As U.S. News & World Report explained, a doctor may be licensed to practice, but not board-certified. A board-certified practitioner has taken extra steps to become certified by an accredited organization. Gynecologists can be certified by organizations like the American Board of Obstetrics and Gynecology or ACOG.

Think about your future.

We’ve mentioned gynos and ob-gyns, but it’s important to understand the difference before choosing a provider because of how it can impact your care. Gynecology deals with the functions and diseases of the female reproductive system. But gynos can’t care for you if you’re pregnant—you need an obstetrician or ob-gyn in that case. (Unless you go with an alternative health provider like a midwife.) Ob-gyns specialize in both gynecology and obstetrics—the field that covers pregnancy, childbirth, and postpartum care.

If you don’t want children, can’t have children, or it’s something really far off in your future, then you may be fine with a gynecologist. Otherwise, Dr. Jones suggested going with an ob-gyn so that you don’t have to find a new doctor during this particularly important (and vulnerable) time of your life.

“If you are someone who will eventually want children, you should probably see an ob-gyn, i.e., someone that still delivers babies,” Dr. Jones said. “There’s nothing worse than having to see/find a new physician because your doc doesn’t practice obstetrics anymore. Talk about loss of continuity!”

Depending on your family history, consider a specialist.

So you’ve got the difference between gynecologists and ob-gyns down. But did you know there are other specialties in the gynecological field? If you have a family history or suffer from another medical issue related to your reproductive organs, you may want to look into one of these specialists.

“Many people don’t realize that there are many different types of gynecologists but that most general gynecologists do it all, regardless of age or issue,” Dr. Conti said. “That being said, if you are suffering from severe urinary incontinence, maybe you need to see a urogynecologist; if you’re struggling with infertility, you might benefit from a reproductive endocrinology and infertility (REI) specialist; and if you need help ending a complex pregnancy, you can benefit from a family-planning specialist.”

Dr. Ghodsi also mentioned that “all board-certified ob-gyns should be able to care for patients of all ages with a varied health history.” But added, “If you are a high-risk patient then you may need to see a high-risk doctor as well as your ob-gyn.”

Ensure they give you the time and attention you deserve.

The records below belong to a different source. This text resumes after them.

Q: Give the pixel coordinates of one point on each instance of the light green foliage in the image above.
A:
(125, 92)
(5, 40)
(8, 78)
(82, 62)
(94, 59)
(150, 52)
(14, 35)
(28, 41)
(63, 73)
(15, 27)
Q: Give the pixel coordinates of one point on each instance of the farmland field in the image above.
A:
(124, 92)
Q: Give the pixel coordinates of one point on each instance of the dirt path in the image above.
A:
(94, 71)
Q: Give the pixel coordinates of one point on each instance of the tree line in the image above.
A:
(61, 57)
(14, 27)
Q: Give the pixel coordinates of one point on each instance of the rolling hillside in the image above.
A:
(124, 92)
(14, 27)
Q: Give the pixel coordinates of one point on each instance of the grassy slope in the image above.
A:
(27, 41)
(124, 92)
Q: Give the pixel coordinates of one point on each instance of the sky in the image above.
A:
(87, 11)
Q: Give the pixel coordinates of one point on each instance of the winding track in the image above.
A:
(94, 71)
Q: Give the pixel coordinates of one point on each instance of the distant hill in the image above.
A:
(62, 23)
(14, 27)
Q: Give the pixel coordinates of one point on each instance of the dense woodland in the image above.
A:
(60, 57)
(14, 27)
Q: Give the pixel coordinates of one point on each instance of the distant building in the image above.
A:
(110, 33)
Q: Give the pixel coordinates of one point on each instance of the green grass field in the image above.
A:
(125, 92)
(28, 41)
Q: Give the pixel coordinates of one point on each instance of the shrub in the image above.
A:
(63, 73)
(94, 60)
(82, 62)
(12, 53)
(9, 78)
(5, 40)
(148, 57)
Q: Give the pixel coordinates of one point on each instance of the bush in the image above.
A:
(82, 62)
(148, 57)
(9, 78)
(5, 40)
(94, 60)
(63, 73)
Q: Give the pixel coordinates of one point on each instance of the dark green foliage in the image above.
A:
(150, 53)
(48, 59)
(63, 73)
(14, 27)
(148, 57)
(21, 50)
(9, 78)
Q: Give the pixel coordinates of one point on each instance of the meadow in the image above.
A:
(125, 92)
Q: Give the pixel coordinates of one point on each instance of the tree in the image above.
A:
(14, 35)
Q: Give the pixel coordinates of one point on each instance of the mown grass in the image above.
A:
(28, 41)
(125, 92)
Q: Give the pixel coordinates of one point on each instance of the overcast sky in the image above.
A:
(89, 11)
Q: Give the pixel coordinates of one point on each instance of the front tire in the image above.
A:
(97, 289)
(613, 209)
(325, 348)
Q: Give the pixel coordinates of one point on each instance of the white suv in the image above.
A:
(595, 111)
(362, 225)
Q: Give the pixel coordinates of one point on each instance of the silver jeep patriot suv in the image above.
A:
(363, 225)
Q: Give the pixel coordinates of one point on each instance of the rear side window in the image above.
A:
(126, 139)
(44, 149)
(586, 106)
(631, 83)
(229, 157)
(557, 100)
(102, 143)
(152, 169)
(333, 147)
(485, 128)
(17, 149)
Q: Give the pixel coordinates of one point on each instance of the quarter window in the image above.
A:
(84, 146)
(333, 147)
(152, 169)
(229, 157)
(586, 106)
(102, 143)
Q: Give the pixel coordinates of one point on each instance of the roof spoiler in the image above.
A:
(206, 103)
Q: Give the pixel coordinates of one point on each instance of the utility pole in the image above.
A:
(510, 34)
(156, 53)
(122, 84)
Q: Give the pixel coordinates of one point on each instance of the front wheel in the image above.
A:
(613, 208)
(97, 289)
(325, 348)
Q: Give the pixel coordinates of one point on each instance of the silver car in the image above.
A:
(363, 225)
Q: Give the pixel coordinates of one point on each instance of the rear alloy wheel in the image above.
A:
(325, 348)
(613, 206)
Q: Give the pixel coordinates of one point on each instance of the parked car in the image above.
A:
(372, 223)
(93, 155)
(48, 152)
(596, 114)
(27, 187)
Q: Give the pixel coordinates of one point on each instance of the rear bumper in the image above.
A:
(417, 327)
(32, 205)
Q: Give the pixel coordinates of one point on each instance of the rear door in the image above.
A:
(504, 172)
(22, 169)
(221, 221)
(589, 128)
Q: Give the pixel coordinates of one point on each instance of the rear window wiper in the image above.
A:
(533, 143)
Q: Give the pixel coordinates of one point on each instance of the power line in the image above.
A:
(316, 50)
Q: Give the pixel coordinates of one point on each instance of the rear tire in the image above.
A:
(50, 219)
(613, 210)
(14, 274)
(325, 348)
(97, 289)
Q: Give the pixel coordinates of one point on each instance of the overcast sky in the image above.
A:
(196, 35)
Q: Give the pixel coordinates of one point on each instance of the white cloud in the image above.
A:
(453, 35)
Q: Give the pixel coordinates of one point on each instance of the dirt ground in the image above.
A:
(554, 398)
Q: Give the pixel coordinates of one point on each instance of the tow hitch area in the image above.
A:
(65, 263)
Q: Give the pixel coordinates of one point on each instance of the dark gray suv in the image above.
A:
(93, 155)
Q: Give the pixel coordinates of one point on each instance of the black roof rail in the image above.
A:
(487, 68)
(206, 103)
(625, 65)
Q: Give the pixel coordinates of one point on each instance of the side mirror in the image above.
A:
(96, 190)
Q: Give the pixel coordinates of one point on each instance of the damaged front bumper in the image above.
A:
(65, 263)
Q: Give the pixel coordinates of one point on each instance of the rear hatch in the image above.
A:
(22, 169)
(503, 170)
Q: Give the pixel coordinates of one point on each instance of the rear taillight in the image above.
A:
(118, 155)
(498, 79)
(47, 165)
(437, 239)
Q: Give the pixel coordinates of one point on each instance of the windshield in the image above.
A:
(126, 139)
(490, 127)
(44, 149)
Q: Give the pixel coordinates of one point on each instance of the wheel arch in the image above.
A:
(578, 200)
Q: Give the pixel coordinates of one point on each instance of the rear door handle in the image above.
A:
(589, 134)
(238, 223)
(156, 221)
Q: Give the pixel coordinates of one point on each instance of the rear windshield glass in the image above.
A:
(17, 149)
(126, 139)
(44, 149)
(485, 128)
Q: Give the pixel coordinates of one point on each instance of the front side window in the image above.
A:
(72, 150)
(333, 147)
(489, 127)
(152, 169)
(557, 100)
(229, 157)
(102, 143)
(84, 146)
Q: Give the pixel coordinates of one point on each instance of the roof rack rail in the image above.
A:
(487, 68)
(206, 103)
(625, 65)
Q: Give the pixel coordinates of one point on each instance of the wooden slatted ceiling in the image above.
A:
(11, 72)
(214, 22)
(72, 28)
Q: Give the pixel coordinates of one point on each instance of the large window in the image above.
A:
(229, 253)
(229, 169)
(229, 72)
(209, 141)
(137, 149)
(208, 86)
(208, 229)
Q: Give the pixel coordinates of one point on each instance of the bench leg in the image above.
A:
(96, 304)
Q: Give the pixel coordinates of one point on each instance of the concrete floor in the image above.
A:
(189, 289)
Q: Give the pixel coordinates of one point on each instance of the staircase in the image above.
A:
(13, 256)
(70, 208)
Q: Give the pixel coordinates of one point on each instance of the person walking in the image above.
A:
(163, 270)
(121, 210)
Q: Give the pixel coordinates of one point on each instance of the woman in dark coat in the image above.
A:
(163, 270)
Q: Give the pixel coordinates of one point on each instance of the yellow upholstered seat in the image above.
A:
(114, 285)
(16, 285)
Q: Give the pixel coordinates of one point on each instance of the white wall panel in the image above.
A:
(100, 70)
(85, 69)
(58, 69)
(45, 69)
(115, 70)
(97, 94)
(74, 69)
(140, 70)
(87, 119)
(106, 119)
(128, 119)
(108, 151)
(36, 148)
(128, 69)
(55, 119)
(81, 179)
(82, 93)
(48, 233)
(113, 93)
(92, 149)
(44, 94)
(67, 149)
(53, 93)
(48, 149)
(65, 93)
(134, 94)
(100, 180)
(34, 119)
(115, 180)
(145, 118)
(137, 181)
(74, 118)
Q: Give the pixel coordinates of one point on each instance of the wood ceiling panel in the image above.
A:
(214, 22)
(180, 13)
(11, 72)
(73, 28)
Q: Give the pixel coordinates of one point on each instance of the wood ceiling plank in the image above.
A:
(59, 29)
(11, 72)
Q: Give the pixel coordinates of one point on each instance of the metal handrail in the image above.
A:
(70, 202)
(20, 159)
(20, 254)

Have you ever walked out of the doctor’s office and felt worse than you did when you entered because you didn’t feel like they listened to your concerns? Well, Dr. Jones wants you to know you shouldn’t ever have to feel like that.

“Make sure your physician is patient and willing to address all of your questions, concerns, go over medical diagnosis, management, etc. Overall, my biggest recommendation is just making sure you don’t settle for less,” Dr. Jones said.

You may need to try out a few gynecologists or ob-gyns before finding the right one. But don’t feel weird or uncomfortable about that. Your health is worth it—and you’ll ensure you get the best care when you find a gynecologist who makes you feel heard, respected, and well-cared for.